87      Ferner hat er mit geeigneten Mitteln, insbesondere vertraglicher Art, dafür zu sorgen, dass die nachgelagerten Benutzer die fraglichen Bauelemente nicht für eine Verwendung vorsehen, die mit den Voraussetzungen nach Art. 110 Abs. 1 der Verordnung Nr. 6/2002 unvereinbar wäre.

88      Schließlich muss der Hersteller oder Anbieter den Verkauf eines solchen Bauelements unterlassen, wenn er weiß oder bei Würdigung aller maßgeblichen Umstände vernünftigerweise annehmen muss, dass das Bauelement nicht gemäß den Voraussetzungen nach Art. 110 Abs. 1 der Verordnung Nr. 6/2002 verwendet werden wird.

89      Nach alledem ist auf die dritte Frage in der Rechtssache C‑397/16 sowie auf die dritte und die vierte Frage in der Rechtssache C‑435/16 zu antworten, dass Art. 110 Abs. 1 der Verordnung Nr. 6/2002 dahin auszulegen ist, dass der Hersteller oder Anbieter eines Bauelements eines komplexen Erzeugnisses, um sich auf die in dieser Vorschrift enthaltene „Reparaturklausel“ berufen zu können, einer Sorgfaltspflicht unterliegt, die sich auf die Einhaltung der in dieser Vorschrift geregelten Voraussetzungen durch die nachgelagerten Benutzer bezieht.

 Kosten

90      Für die Parteien des Ausgangsverfahrens ist das Verfahren ein Zwischenstreit in dem beim vorlegenden Gericht anhängigen Rechtsstreit; die Kostenentscheidung ist daher Sache dieses Gerichts. Die Auslagen anderer Beteiligter für die Abgabe von Erklärungen vor dem Gerichtshof sind nicht erstattungsfähig.
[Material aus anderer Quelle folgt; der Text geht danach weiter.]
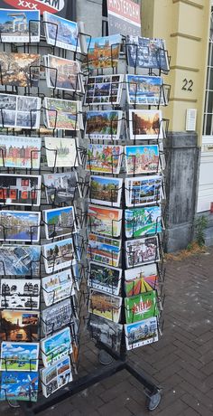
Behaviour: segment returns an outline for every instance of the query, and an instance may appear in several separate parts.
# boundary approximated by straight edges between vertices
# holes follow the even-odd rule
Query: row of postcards
[[[13,16],[10,9],[0,9],[1,42],[39,43],[40,12],[15,12],[15,16]],[[120,34],[91,38],[80,32],[79,24],[48,12],[43,13],[42,27],[48,44],[87,54],[85,63],[88,69],[117,67],[124,39]],[[169,71],[168,53],[162,39],[128,35],[125,41],[128,65]]]

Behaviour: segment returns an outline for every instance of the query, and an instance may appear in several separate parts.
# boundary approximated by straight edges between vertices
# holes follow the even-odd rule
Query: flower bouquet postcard
[[[37,372],[38,364],[39,343],[2,342],[1,371]]]
[[[80,52],[79,24],[76,22],[44,12],[43,24],[48,44]]]
[[[34,276],[40,274],[41,246],[2,244],[0,246],[0,275]]]
[[[40,279],[2,279],[0,307],[8,309],[39,309]]]
[[[130,109],[129,135],[131,140],[163,138],[161,109]]]
[[[40,55],[0,52],[1,84],[14,87],[38,87]]]
[[[71,382],[72,373],[69,357],[62,358],[49,368],[42,369],[41,379],[44,397],[49,397],[54,392]]]
[[[72,238],[45,244],[42,251],[46,273],[54,273],[76,262]]]
[[[89,77],[85,95],[85,104],[94,106],[119,104],[123,82],[124,75]]]
[[[159,289],[156,263],[125,270],[125,288],[127,298]]]
[[[92,314],[88,319],[88,330],[92,339],[105,344],[116,353],[120,353],[123,325],[116,324]]]
[[[41,351],[44,367],[49,367],[72,352],[69,327],[65,327],[51,336],[41,341]]]
[[[100,174],[119,174],[121,167],[122,146],[88,145],[86,169]]]
[[[0,136],[0,167],[40,168],[41,137]]]
[[[127,74],[126,90],[129,104],[147,106],[167,104],[162,77]]]
[[[0,205],[39,206],[41,176],[0,174]]]
[[[156,291],[151,290],[125,298],[126,324],[158,315]]]
[[[87,38],[87,44],[88,57],[85,66],[89,70],[117,68],[121,46],[120,34]]]
[[[127,35],[126,49],[129,66],[170,71],[163,39]]]
[[[125,325],[127,350],[146,345],[158,341],[158,323],[156,317],[144,319],[134,324]]]
[[[46,239],[65,237],[77,232],[73,206],[43,211]]]
[[[90,202],[101,205],[120,206],[123,179],[90,176]]]
[[[121,234],[122,210],[89,204],[88,229],[90,232],[119,237]]]
[[[46,80],[49,88],[84,92],[79,62],[53,55],[47,55],[45,58]]]
[[[156,236],[125,241],[126,268],[159,261],[159,243]]]
[[[89,262],[88,285],[95,289],[119,295],[122,269]]]
[[[4,371],[1,373],[0,401],[37,402],[39,373]]]
[[[161,207],[147,206],[125,210],[125,224],[127,239],[162,232]]]
[[[116,324],[120,319],[122,298],[90,290],[88,312],[105,317]]]
[[[118,140],[123,113],[120,110],[88,111],[86,137],[101,140]]]
[[[38,242],[41,213],[0,211],[0,241]]]
[[[45,137],[44,145],[49,167],[79,166],[75,138]]]
[[[75,294],[72,275],[71,269],[68,269],[42,279],[43,298],[47,307]]]
[[[79,130],[82,113],[79,101],[51,99],[43,100],[46,127],[57,130]]]
[[[45,336],[59,331],[61,327],[73,322],[73,309],[70,299],[63,300],[56,305],[43,309],[42,312],[42,326]]]
[[[0,14],[1,42],[22,43],[40,41],[39,10],[0,9]]]
[[[121,240],[113,240],[97,234],[88,235],[88,259],[118,267],[121,254]]]
[[[125,179],[127,206],[150,205],[161,202],[162,176],[138,176]]]
[[[160,170],[158,145],[125,146],[127,175],[153,174]]]
[[[39,128],[42,99],[12,94],[0,95],[0,127]]]
[[[81,195],[75,171],[43,175],[43,184],[48,203],[71,203],[77,194]]]
[[[4,309],[0,311],[2,341],[37,341],[39,312]]]

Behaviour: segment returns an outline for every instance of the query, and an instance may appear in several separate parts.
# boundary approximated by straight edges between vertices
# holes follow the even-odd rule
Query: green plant
[[[205,245],[204,231],[208,226],[208,219],[202,215],[195,220],[195,241],[199,247]]]

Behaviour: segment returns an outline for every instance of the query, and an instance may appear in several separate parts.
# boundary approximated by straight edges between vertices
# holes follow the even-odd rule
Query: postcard
[[[121,46],[120,34],[87,38],[87,43],[88,56],[86,66],[89,70],[117,68]]]
[[[147,264],[125,270],[126,297],[139,295],[149,290],[159,289],[156,263]]]
[[[0,127],[39,128],[42,99],[12,94],[0,95]]]
[[[88,143],[86,169],[101,174],[119,174],[122,146],[97,145]]]
[[[89,139],[118,140],[123,113],[119,110],[87,111],[86,137]]]
[[[134,324],[125,325],[125,345],[127,350],[137,348],[158,341],[158,324],[156,317]]]
[[[7,2],[8,3],[8,2]],[[1,42],[34,43],[40,41],[40,11],[0,9]]]
[[[119,104],[124,75],[98,75],[89,77],[85,95],[85,104],[98,106]]]
[[[125,179],[127,206],[150,205],[161,201],[162,176],[137,176]]]
[[[83,79],[78,61],[47,55],[46,80],[49,88],[84,93]]]
[[[43,22],[48,44],[80,52],[78,23],[49,12],[43,12]]]
[[[2,276],[39,276],[41,246],[2,244],[0,274]]]
[[[49,167],[79,166],[75,138],[45,137],[44,145]]]
[[[0,174],[0,205],[39,206],[41,176]]]
[[[125,223],[127,239],[162,232],[161,207],[147,206],[125,210]]]
[[[44,302],[47,307],[75,294],[71,269],[42,279]]]
[[[43,99],[46,127],[58,130],[79,130],[82,112],[79,101],[51,99]]]
[[[45,210],[43,211],[43,221],[47,240],[77,232],[73,206]]]
[[[42,312],[42,326],[45,336],[59,331],[62,326],[73,322],[74,312],[70,299],[63,300],[56,305],[43,309]]]
[[[89,261],[88,285],[95,289],[119,295],[122,269]]]
[[[65,327],[51,336],[41,341],[42,357],[44,367],[52,365],[56,361],[72,352],[69,327]]]
[[[79,194],[81,195],[75,171],[43,175],[43,184],[48,203],[71,203]]]
[[[45,244],[42,251],[46,273],[54,273],[76,262],[72,238]]]
[[[97,234],[88,234],[88,259],[118,267],[121,254],[121,240],[113,240]]]
[[[41,213],[0,211],[0,241],[38,242]]]
[[[42,138],[0,136],[0,167],[39,169]]]
[[[39,373],[16,371],[2,372],[0,401],[37,402]]]
[[[1,310],[0,323],[2,341],[37,341],[38,339],[39,312]]]
[[[88,229],[90,232],[119,237],[121,234],[122,210],[88,204]]]
[[[167,105],[162,77],[127,74],[126,90],[129,104]]]
[[[2,342],[0,371],[37,372],[38,364],[39,343]]]
[[[126,268],[159,261],[160,254],[157,237],[128,240],[125,241],[125,257]]]
[[[2,85],[38,87],[40,55],[0,52],[0,73]]]
[[[39,309],[40,279],[2,279],[0,307],[9,309]]]
[[[125,146],[127,175],[153,174],[160,170],[158,145]]]
[[[122,298],[111,296],[97,290],[90,290],[88,312],[105,317],[116,324],[120,319]]]
[[[130,109],[129,135],[131,140],[163,138],[161,109]]]
[[[163,39],[127,35],[126,49],[129,66],[170,70]]]
[[[88,323],[88,330],[92,339],[105,344],[116,353],[120,353],[123,325],[91,314]]]
[[[90,202],[101,205],[120,206],[123,179],[90,176]]]
[[[49,397],[57,390],[72,381],[69,357],[62,358],[49,368],[41,370],[42,393]]]
[[[126,324],[157,317],[156,291],[151,290],[131,298],[125,298],[125,308]]]

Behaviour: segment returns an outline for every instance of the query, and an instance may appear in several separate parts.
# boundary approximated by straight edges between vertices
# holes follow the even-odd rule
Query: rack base
[[[102,380],[110,377],[111,375],[119,373],[120,371],[126,370],[133,375],[139,383],[144,387],[144,394],[146,395],[146,404],[150,411],[153,411],[159,405],[162,398],[162,390],[154,384],[151,379],[144,375],[137,369],[135,364],[132,362],[117,360],[112,364],[106,365],[95,371],[92,374],[88,374],[79,378],[71,383],[67,384],[66,391],[59,390],[53,393],[50,398],[42,398],[38,403],[22,402],[21,408],[25,416],[33,416],[42,411],[50,409],[51,406],[60,403],[70,396],[96,384]]]

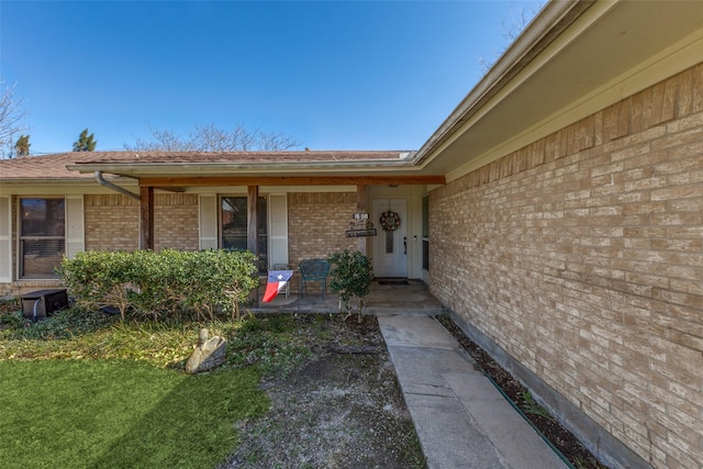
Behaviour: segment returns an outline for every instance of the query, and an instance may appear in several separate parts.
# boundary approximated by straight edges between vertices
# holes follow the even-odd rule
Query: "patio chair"
[[[308,283],[319,281],[322,287],[322,299],[325,299],[327,290],[327,272],[330,272],[330,263],[324,259],[306,259],[298,266],[300,270],[300,298],[303,292],[308,291]]]
[[[269,270],[291,270],[288,264],[274,264],[271,267],[272,268]],[[286,287],[283,287],[282,291],[286,293],[286,298],[288,298],[288,294],[290,293],[290,281],[286,282]]]

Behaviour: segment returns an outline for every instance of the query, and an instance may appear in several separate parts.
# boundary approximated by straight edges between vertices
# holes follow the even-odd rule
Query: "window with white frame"
[[[66,201],[21,198],[19,212],[20,278],[56,278],[55,269],[66,253]]]
[[[247,198],[222,197],[220,208],[220,245],[227,249],[246,249],[248,223]],[[268,201],[264,196],[258,199],[257,213],[259,270],[266,271],[266,267],[268,266]]]

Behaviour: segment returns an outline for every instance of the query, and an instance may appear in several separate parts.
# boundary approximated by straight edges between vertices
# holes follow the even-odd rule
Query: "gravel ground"
[[[241,424],[221,469],[425,467],[376,317],[325,327],[304,364],[265,379],[272,409]]]

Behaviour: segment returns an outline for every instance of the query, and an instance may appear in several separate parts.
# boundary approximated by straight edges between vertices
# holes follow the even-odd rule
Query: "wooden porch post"
[[[356,187],[356,213],[366,213],[366,186]],[[356,239],[356,248],[366,256],[366,237]]]
[[[140,249],[154,250],[154,188],[140,188]]]
[[[247,187],[246,194],[246,248],[258,256],[259,254],[259,231],[258,231],[258,201],[259,201],[259,187]]]
[[[246,248],[255,255],[259,255],[259,230],[258,230],[258,206],[259,206],[259,187],[247,186],[246,189]],[[258,272],[257,272],[258,275]],[[253,298],[255,306],[259,305],[259,288],[256,288],[256,294]]]

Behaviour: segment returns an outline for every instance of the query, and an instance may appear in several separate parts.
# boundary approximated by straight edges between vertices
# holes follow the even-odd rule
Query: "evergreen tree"
[[[74,142],[74,152],[92,152],[96,149],[96,134],[88,135],[88,129],[80,133],[80,136]]]
[[[16,156],[29,156],[31,146],[30,136],[20,135],[20,138],[18,138],[18,142],[14,144],[14,154]]]

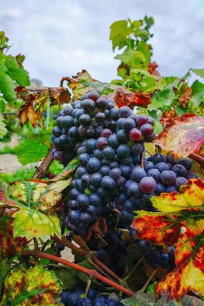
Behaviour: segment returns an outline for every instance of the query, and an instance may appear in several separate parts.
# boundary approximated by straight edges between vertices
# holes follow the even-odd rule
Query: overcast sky
[[[155,19],[152,60],[162,75],[204,67],[204,0],[0,0],[0,31],[14,43],[13,55],[26,55],[30,77],[45,86],[82,69],[109,82],[119,63],[110,26],[145,14]]]

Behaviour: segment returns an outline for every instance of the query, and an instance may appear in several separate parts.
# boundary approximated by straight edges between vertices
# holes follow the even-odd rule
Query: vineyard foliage
[[[180,301],[184,306],[204,304],[204,82],[197,80],[191,83],[192,73],[204,79],[204,68],[190,68],[185,75],[161,76],[158,65],[151,61],[153,48],[149,40],[154,24],[153,18],[145,16],[143,20],[128,19],[111,26],[113,51],[118,52],[114,57],[119,61],[118,80],[101,82],[83,69],[75,76],[62,77],[56,87],[30,86],[29,73],[23,66],[25,56],[8,55],[9,39],[0,32],[0,138],[7,131],[5,110],[10,112],[15,110],[18,126],[12,132],[19,137],[15,155],[23,166],[42,161],[29,180],[22,177],[7,183],[0,178],[1,306],[61,305],[63,289],[71,291],[81,280],[89,284],[90,275],[94,278],[96,274],[95,271],[89,274],[88,270],[101,271],[95,250],[87,244],[91,245],[95,239],[99,248],[108,244],[104,238],[108,226],[103,216],[85,238],[73,235],[73,240],[80,247],[73,246],[65,238],[62,220],[68,208],[64,204],[79,163],[76,156],[60,173],[51,172],[53,144],[50,137],[55,123],[50,120],[47,123],[44,115],[50,108],[57,117],[59,110],[91,91],[107,95],[118,108],[128,106],[138,114],[152,118],[157,137],[153,143],[146,144],[147,156],[159,152],[175,158],[189,157],[193,162],[192,170],[199,177],[189,180],[180,192],[151,198],[154,212],[135,212],[131,225],[135,230],[135,239],[142,239],[165,249],[175,246],[175,267],[168,273],[161,268],[153,272],[159,279],[155,293],[138,290],[134,296],[128,297],[134,294],[130,284],[138,281],[135,277],[127,282],[133,253],[135,256],[138,250],[127,228],[123,229],[121,238],[129,244],[125,275],[117,278],[113,273],[108,280],[112,282],[111,287],[125,293],[122,302],[127,306],[173,306]],[[118,211],[117,213],[116,227],[120,214]],[[57,246],[60,243],[72,249],[79,263],[75,267],[78,272],[71,265],[67,267],[67,262],[56,260],[58,258],[60,260]],[[142,262],[142,259],[139,260]],[[64,265],[57,265],[57,262]],[[136,268],[142,271],[144,283],[148,282],[151,268],[147,264],[141,268],[137,267],[139,264]],[[110,285],[104,277],[110,273],[106,269],[100,278],[92,279],[93,287],[104,292],[109,290],[107,284]],[[150,280],[154,277],[154,274]],[[84,293],[83,297],[87,294]]]

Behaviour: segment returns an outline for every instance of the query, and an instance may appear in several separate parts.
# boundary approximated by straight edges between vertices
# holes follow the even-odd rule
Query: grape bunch
[[[62,291],[61,303],[65,306],[124,306],[121,302],[122,298],[114,292],[108,296],[102,290],[90,287],[84,297],[85,291],[86,288],[80,286],[74,287],[71,292]]]
[[[192,166],[192,163],[188,158],[174,161],[172,156],[165,157],[161,153],[156,153],[144,160],[144,169],[139,165],[133,167],[130,171],[131,180],[126,181],[123,187],[124,205],[122,206],[121,200],[119,207],[116,203],[118,209],[122,209],[122,222],[130,225],[136,215],[134,211],[153,210],[150,201],[152,196],[160,195],[163,192],[179,191],[181,186],[186,185],[188,180],[197,178],[196,173],[190,171]],[[118,197],[120,199],[119,196]],[[134,234],[135,230],[131,228],[131,237]],[[173,268],[173,246],[164,249],[161,246],[150,245],[149,242],[141,240],[136,239],[134,242],[153,269],[160,266],[163,269]]]
[[[166,157],[156,153],[144,158],[144,169],[139,164],[132,167],[122,192],[115,199],[123,224],[132,222],[135,216],[134,211],[154,211],[150,200],[152,196],[179,191],[180,186],[186,185],[188,180],[197,178],[196,173],[190,171],[192,166],[188,158],[174,161],[171,155]]]
[[[131,228],[130,236],[144,256],[145,261],[152,269],[172,270],[175,265],[175,248],[173,245],[164,249],[162,246],[151,245],[148,241],[134,239],[135,230]]]
[[[74,101],[73,107],[60,111],[56,124],[51,137],[55,147],[52,154],[64,166],[75,157],[86,139],[97,139],[104,129],[116,133],[121,130],[118,137],[125,142],[126,139],[150,142],[155,138],[151,118],[145,114],[136,116],[125,106],[118,111],[112,99],[106,95],[100,97],[96,91],[84,95],[82,100]]]

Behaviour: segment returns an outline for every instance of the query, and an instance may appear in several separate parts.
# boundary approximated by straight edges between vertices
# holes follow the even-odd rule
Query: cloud
[[[182,76],[204,65],[202,9],[199,0],[0,0],[0,29],[15,43],[12,54],[25,54],[31,77],[45,85],[58,86],[62,76],[82,69],[110,82],[119,64],[109,41],[110,24],[152,15],[152,60],[162,75]]]

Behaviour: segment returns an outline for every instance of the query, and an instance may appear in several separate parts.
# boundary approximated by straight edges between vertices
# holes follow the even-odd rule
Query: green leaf
[[[134,73],[136,73],[136,74],[137,74],[138,73],[140,73],[141,74],[147,76],[147,78],[151,78],[152,79],[155,79],[155,76],[153,75],[153,74],[150,74],[149,72],[148,72],[146,70],[144,70],[143,69],[131,69],[130,72],[131,73],[133,72]]]
[[[60,220],[57,217],[39,211],[22,208],[13,215],[14,237],[26,237],[30,240],[35,237],[45,242],[51,236],[61,237]]]
[[[151,117],[155,120],[154,130],[155,134],[159,135],[163,131],[163,127],[160,122],[159,118],[158,118],[158,116],[157,115],[157,112],[155,111],[152,111],[151,112],[148,111],[148,113],[149,116]]]
[[[114,59],[115,60],[120,60],[122,62],[124,62],[124,63],[129,63],[136,57],[140,58],[141,61],[145,61],[145,60],[144,55],[142,54],[141,51],[135,51],[131,49],[126,50],[122,54],[117,54],[114,57]]]
[[[57,276],[62,282],[64,290],[71,290],[79,284],[79,277],[77,270],[70,267],[58,265],[55,269]]]
[[[3,138],[3,136],[5,136],[7,133],[7,129],[5,128],[6,124],[3,122],[4,120],[4,117],[0,113],[0,138]]]
[[[5,280],[1,306],[60,306],[62,282],[54,271],[41,265],[26,269],[24,265],[13,270]]]
[[[140,20],[134,20],[133,22],[133,24],[134,24],[135,30],[139,30],[140,26],[142,25],[142,22]]]
[[[4,64],[8,69],[7,74],[12,80],[22,86],[30,85],[28,72],[22,67],[19,66],[15,57],[11,55],[6,56]]]
[[[110,29],[111,29],[110,40],[112,40],[115,36],[118,34],[123,34],[125,36],[129,35],[127,20],[115,21],[111,24]]]
[[[46,155],[50,141],[50,134],[46,130],[37,134],[29,132],[15,148],[18,161],[25,166],[40,160]]]
[[[141,29],[135,31],[134,34],[135,36],[139,36],[140,35],[148,35],[149,33],[146,30]]]
[[[204,78],[204,68],[202,69],[193,69],[191,68],[193,72],[198,75],[198,76],[201,76],[201,78]]]
[[[118,47],[118,49],[120,50],[125,45],[128,45],[129,44],[126,37],[123,34],[118,34],[116,36],[115,36],[112,42],[113,52],[114,52],[116,47]]]
[[[15,182],[10,187],[1,181],[0,208],[15,207],[20,210],[12,216],[15,218],[12,224],[14,238],[25,237],[28,240],[40,238],[44,242],[55,233],[60,237],[58,218],[43,212],[59,201],[62,196],[61,192],[70,182],[68,180],[47,185],[33,180]]]
[[[0,113],[1,112],[4,112],[5,109],[5,103],[4,101],[4,99],[1,98],[0,97]]]
[[[75,173],[75,171],[79,165],[78,159],[77,158],[74,158],[65,167],[61,173],[54,177],[50,182],[63,181],[73,176]]]
[[[176,301],[167,302],[166,299],[162,298],[160,300],[155,300],[155,293],[136,293],[131,297],[128,297],[121,300],[125,306],[176,306]],[[180,303],[181,306],[203,306],[204,303],[195,296],[185,295]]]
[[[191,100],[195,106],[198,106],[201,101],[203,100],[204,84],[196,80],[191,86],[193,91]]]
[[[16,97],[16,86],[11,78],[7,74],[8,69],[4,64],[0,63],[0,91],[6,101],[10,102]]]
[[[148,63],[150,62],[151,52],[149,45],[144,41],[140,41],[137,45],[137,51],[141,51],[145,58],[145,61]]]
[[[155,91],[151,97],[151,103],[148,105],[147,108],[150,111],[160,108],[167,109],[167,107],[172,104],[174,97],[174,93],[171,88]]]
[[[177,87],[180,84],[180,79],[179,78],[176,78],[175,76],[166,76],[165,78],[164,78],[164,79],[166,84],[166,88],[173,87]]]
[[[0,261],[0,301],[4,294],[4,281],[11,271],[11,266],[8,258]]]

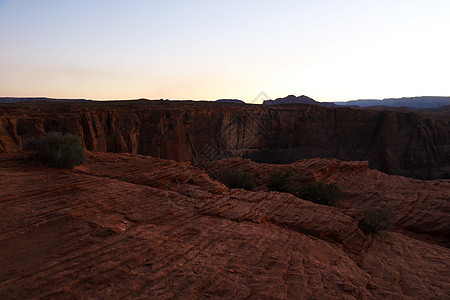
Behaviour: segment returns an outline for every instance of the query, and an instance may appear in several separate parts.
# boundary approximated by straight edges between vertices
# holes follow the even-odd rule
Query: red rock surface
[[[334,208],[265,191],[280,166],[235,159],[203,167],[219,164],[251,169],[258,189],[229,190],[190,163],[145,156],[92,154],[69,171],[1,155],[0,298],[450,297],[449,249],[404,234],[441,233],[449,180],[337,160],[284,166],[342,184],[345,205]],[[351,192],[362,179],[365,188]],[[388,202],[399,210],[397,229],[362,233],[360,209]]]

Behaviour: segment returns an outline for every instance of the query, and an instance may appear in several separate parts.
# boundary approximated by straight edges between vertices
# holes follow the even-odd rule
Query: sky
[[[449,0],[0,0],[0,97],[450,96]]]

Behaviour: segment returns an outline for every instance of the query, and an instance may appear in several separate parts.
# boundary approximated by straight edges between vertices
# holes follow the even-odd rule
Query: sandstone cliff
[[[208,102],[21,103],[0,105],[0,151],[48,131],[82,137],[91,151],[177,161],[239,155],[289,163],[329,157],[416,178],[450,173],[450,118],[441,114],[310,105]],[[447,173],[447,175],[445,175]]]
[[[69,171],[25,158],[0,155],[2,299],[450,296],[443,231],[450,180],[389,176],[332,159],[203,165],[211,174],[251,170],[258,188],[249,192],[188,162],[96,153]],[[343,206],[267,192],[266,176],[280,167],[337,182]],[[396,229],[361,232],[368,206],[395,207]]]

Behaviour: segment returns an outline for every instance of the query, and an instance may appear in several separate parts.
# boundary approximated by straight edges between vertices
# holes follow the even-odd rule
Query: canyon
[[[305,158],[368,161],[388,174],[450,174],[448,111],[196,101],[35,101],[0,104],[0,152],[49,131],[72,133],[90,151],[189,161],[240,156],[262,163]]]

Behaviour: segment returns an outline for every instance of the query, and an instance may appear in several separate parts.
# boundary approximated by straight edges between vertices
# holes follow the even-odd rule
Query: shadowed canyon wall
[[[0,152],[49,131],[82,137],[90,151],[177,161],[240,155],[289,163],[369,161],[389,174],[432,179],[450,171],[450,117],[310,105],[129,101],[0,105]]]

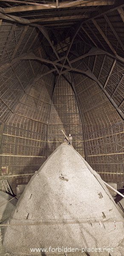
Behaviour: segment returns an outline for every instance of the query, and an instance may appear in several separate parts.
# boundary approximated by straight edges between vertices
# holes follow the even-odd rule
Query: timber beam
[[[24,1],[17,1],[18,3],[21,3],[21,2],[24,3]],[[29,2],[26,1],[25,3],[29,4]],[[33,4],[32,3],[31,4],[30,2],[30,4],[29,5],[14,6],[13,7],[6,7],[3,8],[3,9],[5,13],[11,13],[12,12],[23,12],[36,11],[44,9],[68,8],[76,6],[109,6],[113,5],[114,3],[114,0],[101,0],[101,1],[99,1],[99,0],[92,0],[91,1],[76,0],[76,1],[72,1],[72,2],[63,2],[60,3],[58,5],[56,3],[54,3],[49,4],[39,4],[35,5],[34,3]]]

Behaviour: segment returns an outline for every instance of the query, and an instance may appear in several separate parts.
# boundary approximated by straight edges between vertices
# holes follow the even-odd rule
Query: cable
[[[38,226],[38,225],[65,225],[68,224],[85,224],[88,223],[88,224],[90,224],[90,223],[113,223],[115,224],[115,223],[116,222],[124,222],[124,220],[121,220],[120,221],[79,221],[78,222],[53,222],[53,223],[26,223],[25,224],[0,224],[0,226]]]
Aus diesen Gründen hat der Gerichtshof (Zweite Kammer) für Recht erkannt:

1.      Art. 110 Abs. 1 der Verordnung (EG) Nr. 6/2002 des Rates vom 12. Dezember 2001 über das Gemeinschaftsgeschmacksmuster ist dahin auszulegen, dass die darin enthaltene sogenannte „Reparaturklausel“ den Ausschluss des Schutzes als Gemeinschaftsgeschmacksmuster für ein Muster, das als Bauelement eines komplexen Erzeugnisses mit dem Ziel verwendet wird, die Reparatur dieses komplexen Erzeugnisses zu ermöglichen, um diesem wieder sein ursprüngliches Erscheinungsbild zu verleihen, nicht unter die Voraussetzung stellt, dass das geschützte Geschmacksmuster vom Erscheinungsbild des komplexen Erzeugnisses abhängig ist.

2.      Art. 110 Abs. 1 der Verordnung Nr. 6/2002 ist dahin auszulegen, dass die darin enthaltene „Reparaturklausel“ den Ausschluss des Schutzes als Gemeinschaftsgeschmacksmuster für ein Muster, das als Bauelement eines komplexen Erzeugnisses mit dem Ziel verwendet wird, die Reparatur dieses komplexen Erzeugnisses zu ermöglichen, um diesem wieder sein ursprüngliches Erscheinungsbild zu verleihen, unter die Voraussetzung stellt, dass das Erscheinungsbild des Ersatzteils mit demjenigen optisch identisch ist, das das ursprünglich in das komplexe Erzeugnis eingefügte Bauelement bei seinem Inverkehrbringen hatte.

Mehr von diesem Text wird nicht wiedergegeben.